CHECK THE APPROPRIATE BOX IF A MEMBER OF A GROUP (See Instructions)

(a)  ¨

(b)  ¨

   
  3)  

SEC USE ONLY

 

   
  4)  

SOURCE OF FUNDS (See Instructions)

 

Personal Funds

   
  5)  

CHECK IF DISCLOSURE OF LEGAL PROCEEDINGS IS REQUIRED PURSUANT TO ITEMS 2(d) or 2(e)

 

¨

   
  6)  

CITIZENSHIP OR PLACE OF ORGANIZATION

 

U.S.A.

   

NUMBER OF  

SHARES  

BENEFICIALLY  

OWNED BY  

EACH  

REPORTING  

PERSON  

WITH  

 

  7)    SOLE VOTING POWER

 

       0

 

  8)    SHARED VOTING POWER

 

       239,736

 

  9)    SOLE DISPOSITIVE POWER

 

       0

 

10)    SHARED DISPOSITIVE POWER

 

       239,736

11)  

AGGREGATE AMOUNT BENEFICIALLY OWNED BY EACH REPORTING PERSON

 

239,736

   
12)  

CHECK IF THE AGGREGATE AMOUNT IN ROW (11) EXCLUDES CERTAIN SHARES (See Instructions)

 

¨

   
13)  

PERCENT OF CLASS REPRESENTED BY AMOUNT IN ROW (11)

 

10.13%

   
14)  

TYPE OF REPORTING PERSON (See Instructions)

 

IN

   

 


   Page 3 of 5 Pages

 

Item 1. Security and Issuer.

This Schedule 13D relates to the Common Stock of Northwest Bancorporation, Inc, 421 West Riverside, Suite 113, Spokane, WA 99201.

 

Item 2. Identity and Background.

 

(A) Harlan D. Douglass

 

(B) 815 E. Rosewood, Spokane, WA 99208

 

(C) Mr. Douglass is a private business owner and investor

 

(D) Mr. Douglass has not been convicted in a criminal proceeding.

 

(E) During the last 5 years Mr. Douglass has not been a party to a civil proceeding of a judicial or administrative body of competent jurisdiction that resulted in him being subject to a judgment, decree or final order enjoining future violations of or prohibiting or mandating activities subject to federal or state securities laws or finding any violation with respect to such laws.

 

(F) Mr. Douglass is a citizen of the U.S.A.

 

Item 3. Source and Amount of Funds or Other Consideration.
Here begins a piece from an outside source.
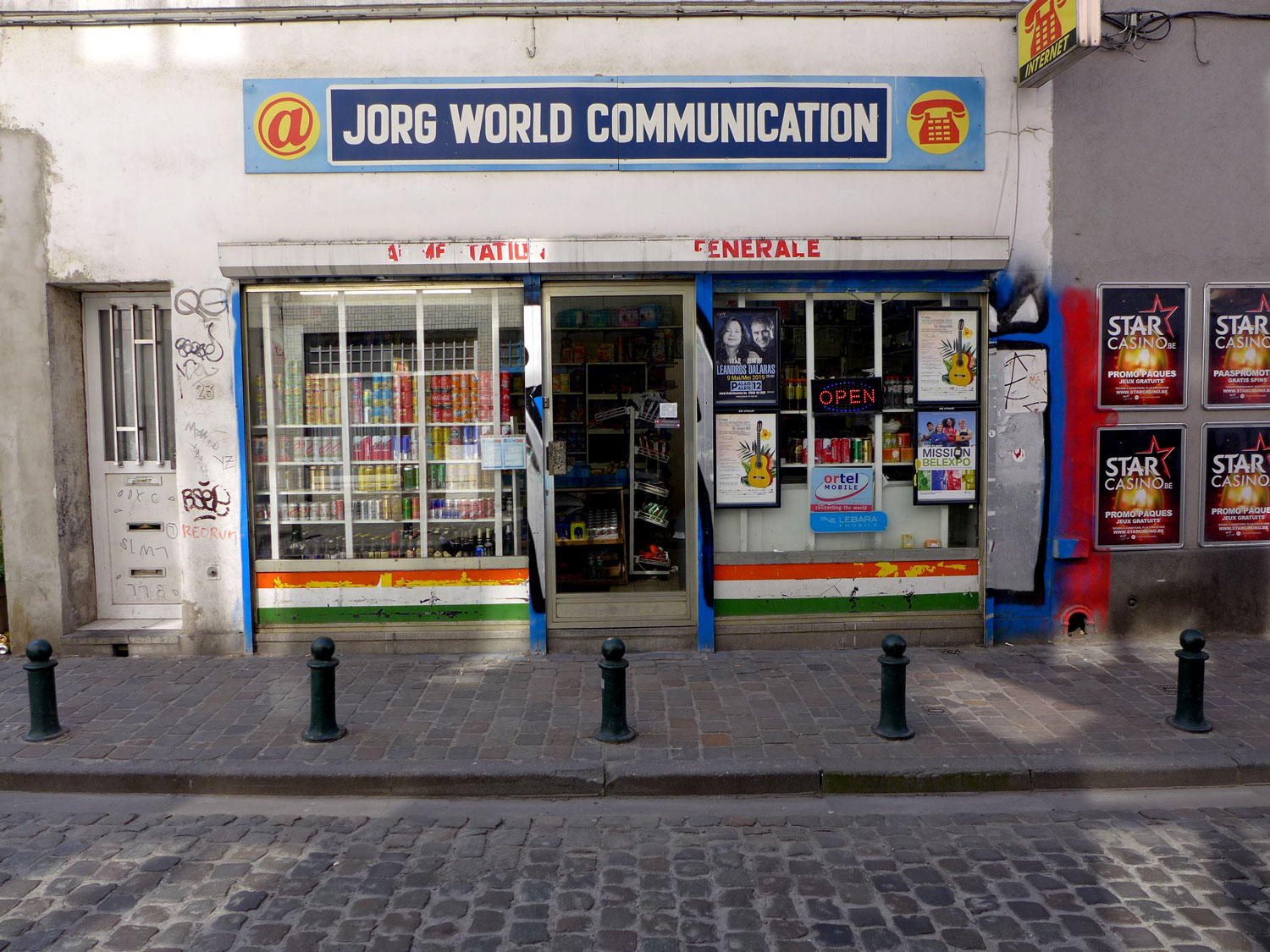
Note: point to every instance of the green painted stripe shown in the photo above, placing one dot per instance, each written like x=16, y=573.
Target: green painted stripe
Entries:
x=395, y=614
x=939, y=602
Through the use of personal funds the shares of Common Stock were purchased for a purchase price of $30,750.

 

Item 4. Purpose of the Transaction.

Mr. Douglass purchased the shares of Common Stock for investment purposes.

 

Item 5. Interest in Securities of the Issuer.

 

(A) According to the issuer, Northwest Bancorporation, Inc, the total outstanding shares of Common Stock as of December 31, 2008 was 2,367,246. As of the date of this filing Mr. Douglass is the beneficial owner of 239,736 shares of Common Stock, which represents approximately 10.1% of the shares of Common Stock outstanding.

 

(B) Mr. Douglass shares the power to vote or direct the vote and shared power to dispose or to direct the disposition of the Common Stock with Mrs. Maxine Douglass, Spouse.

 

(C) In the past year Mr. Douglass has purchased 5,000 shares at a cost of $6.15 per share.

 

Item 6. Contracts, Arrangements, Understandings or Relationships with Respect to Securities of the Issuer.
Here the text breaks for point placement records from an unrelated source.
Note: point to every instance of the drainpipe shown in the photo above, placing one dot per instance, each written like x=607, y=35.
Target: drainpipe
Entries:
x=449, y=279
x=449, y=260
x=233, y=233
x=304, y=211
Mr. Douglass is a Director of Northwest Bancorporation, Inc.


   Page 4 of 5 Pages

 

Item 7. Material to Be Filed as Exhibits

Not applicable


   Page 5 of 5 Pages

 

SIGNATURE

After reasonable inquiry and to the best of my knowledge and belief, I certify that the information set forth in this statement is true, complete and correct.